Supported data types

Firebolt maps DuckLake column types to Firebolt types as follows.
DuckLake typeFirebolt type
booleanBOOLEAN
int8, int16, int32INT
int64BIGINT
uint8, uint16INT
uint32BIGINT
float32REAL
float64DOUBLE PRECISION
decimal(p, s), numeric(p, s)DECIMAL(p, s), NUMERIC(p, s)
dateDATE
timestampTIMESTAMP (microsecond precision, no time zone)
timestamptzTIMESTAMPTZ (microsecond precision, with time zone)
varcharTEXT
blobBYTEA
listARRAY (of the supported element type)
The following DuckLake types are currently not supported.
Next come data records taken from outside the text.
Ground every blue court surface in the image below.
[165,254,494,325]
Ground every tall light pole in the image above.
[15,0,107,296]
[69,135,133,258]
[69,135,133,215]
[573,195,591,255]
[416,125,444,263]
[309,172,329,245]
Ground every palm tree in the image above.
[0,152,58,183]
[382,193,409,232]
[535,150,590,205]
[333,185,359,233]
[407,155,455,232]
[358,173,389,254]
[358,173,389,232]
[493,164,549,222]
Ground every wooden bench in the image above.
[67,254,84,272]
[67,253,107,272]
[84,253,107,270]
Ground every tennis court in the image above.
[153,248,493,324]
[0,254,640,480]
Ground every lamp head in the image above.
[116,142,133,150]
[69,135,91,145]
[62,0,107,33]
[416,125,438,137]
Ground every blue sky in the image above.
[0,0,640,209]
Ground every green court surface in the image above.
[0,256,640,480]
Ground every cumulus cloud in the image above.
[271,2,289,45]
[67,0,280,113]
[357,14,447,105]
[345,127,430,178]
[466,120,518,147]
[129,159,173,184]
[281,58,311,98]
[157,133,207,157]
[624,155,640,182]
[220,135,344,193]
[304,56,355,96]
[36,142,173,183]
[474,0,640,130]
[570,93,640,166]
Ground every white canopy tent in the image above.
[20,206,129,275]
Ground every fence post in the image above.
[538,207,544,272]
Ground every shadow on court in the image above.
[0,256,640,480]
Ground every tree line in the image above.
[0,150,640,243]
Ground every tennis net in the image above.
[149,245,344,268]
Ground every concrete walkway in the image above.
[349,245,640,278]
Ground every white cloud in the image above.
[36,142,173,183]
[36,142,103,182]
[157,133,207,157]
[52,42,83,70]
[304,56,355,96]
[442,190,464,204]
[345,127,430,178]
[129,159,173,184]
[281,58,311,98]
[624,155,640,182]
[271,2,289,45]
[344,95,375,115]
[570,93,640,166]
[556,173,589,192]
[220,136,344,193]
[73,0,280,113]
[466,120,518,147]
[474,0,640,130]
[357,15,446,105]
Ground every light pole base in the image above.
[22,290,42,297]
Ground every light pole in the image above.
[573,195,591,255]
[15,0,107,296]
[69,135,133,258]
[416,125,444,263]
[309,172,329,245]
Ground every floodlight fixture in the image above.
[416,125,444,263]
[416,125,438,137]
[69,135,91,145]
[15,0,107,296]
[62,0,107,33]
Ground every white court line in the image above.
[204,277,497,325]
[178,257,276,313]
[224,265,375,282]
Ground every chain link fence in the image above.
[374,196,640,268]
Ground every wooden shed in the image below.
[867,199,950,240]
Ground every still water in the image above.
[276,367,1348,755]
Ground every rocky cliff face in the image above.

Reading a table that contains one of these types fails with an error:
  • Integers wider than Firebolt supports: uint64, int128, uint128.
  • Time and sub-second/extended timestamp types: time, timetz, timestamp_s, timestamp_ms, timestamp_ns, interval.
  • json, uuid, and variant.
  • Nested struct and map types. (Nested list columns are supported and read as ARRAY.)
  • Geometry types, including point, linestring, polygon, multipoint, multilinestring, multipolygon, linestring_z, and geometrycollection.

Limitations

  • DuckLake support is disabled by default. Set enable_ducklake = true to use it.
  • READ_DUCKLAKE runs on a user engine; the system engine is not supported.
  • Only PostgreSQL DuckLake catalogs are supported. The data files must be Parquet.
  • Reads are read-only. Firebolt does not write to or modify DuckLake tables.
  • See Supported data types for the column types that cannot currently be read.
  • Firebolt reads at most one inlined data table per DuckLake table. See How inlined data is handled.